Ну и денек сегодня! Она как встала в три часа утра – так ни разу и не присела. Трофим из-за быка – будь он неладен – слег, а лошади что простаивать? Ну и вот: люди на обед – а она снова пахать, люди с поля – а она поля обмеривать…

Вечерело. По сторонам топорщились голые кусты, тускло отсвечивали звезды в лужах. Настя сначала обходила их, а потом уже брела, не разбирая дороги. В сапогах хлюпало, мокрый подол оплетал ноги, холодная сырость поднималась к самому сердцу. Ничего, только бы добраться до дому, а там она переоденется во все сухое, на печь залезет. А еще бы лучше – в баню… Ну и что, сказать только маме – живо истопит. А может, уже топит? Вот бы хорошо! Полок горячий, каменка потрескивает, и веничком, веничком…

И едва она подумала об этом, как ноги ожили.

Где-то в стороне – или ей почудилось это – всхрапнула лошадь. Конечно, почудилось. Какая теперь лошадь – все давным-давно дома. Нет, опять всхрапнула. И плуг скрипит.

Она повернула голову, посмотрела влево. На поле кто-то пахал. Настю это так удивило, что она, не раздумывая, свернула с дороги. В пахаре она еще издали опознала Анну-куколку. Маленькую да худенькую – с кем ее спутаешь?

– Ты что, Анна? Всех перекрыть решила? – попробовала пошутить Настя, подходя к ней.

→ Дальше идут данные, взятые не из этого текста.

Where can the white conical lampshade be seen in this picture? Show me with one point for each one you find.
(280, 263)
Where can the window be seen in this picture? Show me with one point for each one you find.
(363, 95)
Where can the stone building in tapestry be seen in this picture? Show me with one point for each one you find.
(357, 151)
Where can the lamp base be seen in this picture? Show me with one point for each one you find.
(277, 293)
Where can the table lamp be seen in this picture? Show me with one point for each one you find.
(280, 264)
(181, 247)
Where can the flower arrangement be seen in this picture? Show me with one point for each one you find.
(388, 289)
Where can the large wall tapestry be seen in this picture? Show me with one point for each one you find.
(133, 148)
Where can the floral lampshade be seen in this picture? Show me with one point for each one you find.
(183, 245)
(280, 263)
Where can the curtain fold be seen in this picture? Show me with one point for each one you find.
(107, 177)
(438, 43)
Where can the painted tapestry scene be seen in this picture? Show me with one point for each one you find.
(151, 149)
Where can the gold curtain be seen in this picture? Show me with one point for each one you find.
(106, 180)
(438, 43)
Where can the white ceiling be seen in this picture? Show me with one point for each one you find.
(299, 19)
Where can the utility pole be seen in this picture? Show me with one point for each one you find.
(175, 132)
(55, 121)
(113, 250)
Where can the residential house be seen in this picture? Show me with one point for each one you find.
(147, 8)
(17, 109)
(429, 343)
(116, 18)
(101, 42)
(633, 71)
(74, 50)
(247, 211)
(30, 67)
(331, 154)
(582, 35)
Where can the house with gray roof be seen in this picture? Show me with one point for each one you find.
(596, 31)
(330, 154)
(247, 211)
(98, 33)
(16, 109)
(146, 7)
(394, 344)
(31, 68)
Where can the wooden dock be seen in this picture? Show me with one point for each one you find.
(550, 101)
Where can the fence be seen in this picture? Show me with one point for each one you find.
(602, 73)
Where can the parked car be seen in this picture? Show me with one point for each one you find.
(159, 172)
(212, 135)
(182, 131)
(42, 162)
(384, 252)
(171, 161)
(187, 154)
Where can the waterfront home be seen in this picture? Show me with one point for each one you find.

Анна приостановила лошадь, натянуто улыбнулась:

– Как же, только и думушки… Нет, Настенька, где мне… Свое, законное, отрабатываю. Нынешние порядки – сама знаешь. Пока сорок соток не осилишь, хоть ночуй на поле. Ну а пахарь-то я такой – первую весну хожу за плугом. Сегодня уж и то хотела уехать; думала, ребят хоть в баню свожу. Нельзя.

– Да ты бы Степана Андреяновича попросила.

– Что уж просить. Кто за меня пахать будет? А иной бы раз и попросила, да сердце-то у него не больно ко мне лежит…

– Чего же вы не поделили?

– Кто его знает. Может, из-за старой обиды все. Он ведь свою дочь Марью за Ивана хотел сосватать, а тут я вроде дорогу перебежала.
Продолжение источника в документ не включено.